# Stump grinder



## scott f smith (Jun 29, 2019)

When we're purchased our land it's basically covered in trees, had a company come out and clear enough land for house and a small yard. 
Now that I have some equipment, chainsaws, tractor, brush hog, box blade, backhoe,..... it's tine to clear up some more land, i don't want to be just digging stumps for hours on end so looking at a PTO driven stump grinder. Any thoughts on these? Suggestions or comments welcome.


----------



## bmaverick (Feb 20, 2014)

Scott, thanks for joining!

Sadly, stump grinders are EXPENSIVE. Not because of how these are built, but because the manufactures have to have a high price tag on liabilities due to safety.

There are PLENTY of DIY stump grinders on YT. BUT, don't be careless on the safety part like some folks do.

In basic terms for a DIY stump grinder, a used gear head from a brush mower or auger is the item to find that will connect to the PTO drive shaft. How you go about the cutting wheel or grinding drum is up to your preference. I've had a few thousand trees cleared. Took 2-months to get 90% of them ground to power with a PTO stump grinder. Took about $375 in diesel to do the job. So, if time and money is not on your side, then maybe find a RENTAL place or contract someone.

FYI, there are a few awesome forestry drum stump mowers out there for higher powered tractors that can remove a huge stump in just seconds! 
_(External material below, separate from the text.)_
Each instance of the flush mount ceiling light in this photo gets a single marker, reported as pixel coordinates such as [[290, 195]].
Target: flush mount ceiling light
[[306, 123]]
Now, you can even do this with a BOBCAT ! 



At the 7min mark or so, it's gets very interesting seeing how this pounds on thicker tree trunks and stumps.

CAT 



 
Once your stumps are gone, you'll need a disc harrow pull behind like this to sink into the soil to chop up hundreds of thousands of roots! One like this is the perfect type as the discs are designed to crush and snap those roots. complete round smooth discs are useless. I have about 500-lbs somewhat evenly place on to of the disc harrow. Do this only on DRY days! Not after a rain. hmmm, good advice due to my dumb experience. BUT, also not during a drought! LOL 
My Yanmar YM2610 is 31Hp, 29 PTO Hp. Thus it's basically the soil dampness and how deep you need to run the harrow.


----------



## scott f smith (Jun 29, 2019)

Well we found apto stomp grinder reasonably priced, 2500$ we will try it and let you know the results.


----------



## bmaverick (Feb 20, 2014)

scott f smith said:


> Well we found apto stomp grinder reasonably priced, 2500$ we will try it and let you know the results.


Compared to what's out there, yes, $2,500 isn't too bad. Bummer these things cost sooooo fricking much.


----------



## scott f smith (Jun 29, 2019)

I hope to maybe get a few side jobs and recoup some money, lots of ppl need stumps ground and hurricane season is upon us shortly.


----------



## bmaverick (Feb 20, 2014)

scott f smith said:


> I hope to maybe get a few side jobs and recoup some money, lots of ppl need stumps ground and hurricane season is upon us shortly.


Yes, that is a good thing. When doing stump grinding, ALWAYS first know how to get the equipment in and out and how to avoid where the chips could fly. Damage to a house or other structure, vehicle or nearby utility should all be avoided. Take the easy ones, thus it greatly reduces liability! Know your city & county rules if you need to get a small business permit or such. Some folks are sue happy. You don't want to loose your equipment and shirt over a simple job. 

Now with all that said above, YES there are FAR AND FEW stump grinding services available. Even working under a local nursery company could be the ticket too. This way you have some umbrella legal protection. Just network things out first and get to know your new tool first. 

All that I mentioned was gleaned from the guy who ground down all of our stumps. He plans to retire from this side job gig in 3 years. Hard to do at his almost 70 years of age anymore.


----------



## scott f smith (Jun 29, 2019)

Good info, I have a friend that does tree work, they drop and haul and stump grinding they sub out, so hope to get the work that way. I won't try to do anything with it until well practiced at my house, I've got alot of trees to play with in my 3 acre forest ha ha


----------



## bmaverick (Feb 20, 2014)

scott f smith said:


> Good info, I have a friend that does tree work, they drop and haul and stump grinding they sub out, so hope to get the work that way. I won't try to do anything with it until well practiced at my house, I've got alot of trees to play with in my 3 acre forest ha ha


Sweet! You got a plan! 

That's how our logger subed-out the stump work too, to his nephew actually. Both guys are up in age. Been doing it their whole lives. Good money, but hard on the body and equipment. Just be easy and don't push the equipment too hard. Only take the jobs that keeps you and the equipment and surrounding areas safe.  I do believe you will do really well.


----------



## scott f smith (Jun 29, 2019)

I'll have plenty to practice on at the old homestead. The wife says I'm not taking outside jobs till this one done ha ha so couple years from now.


----------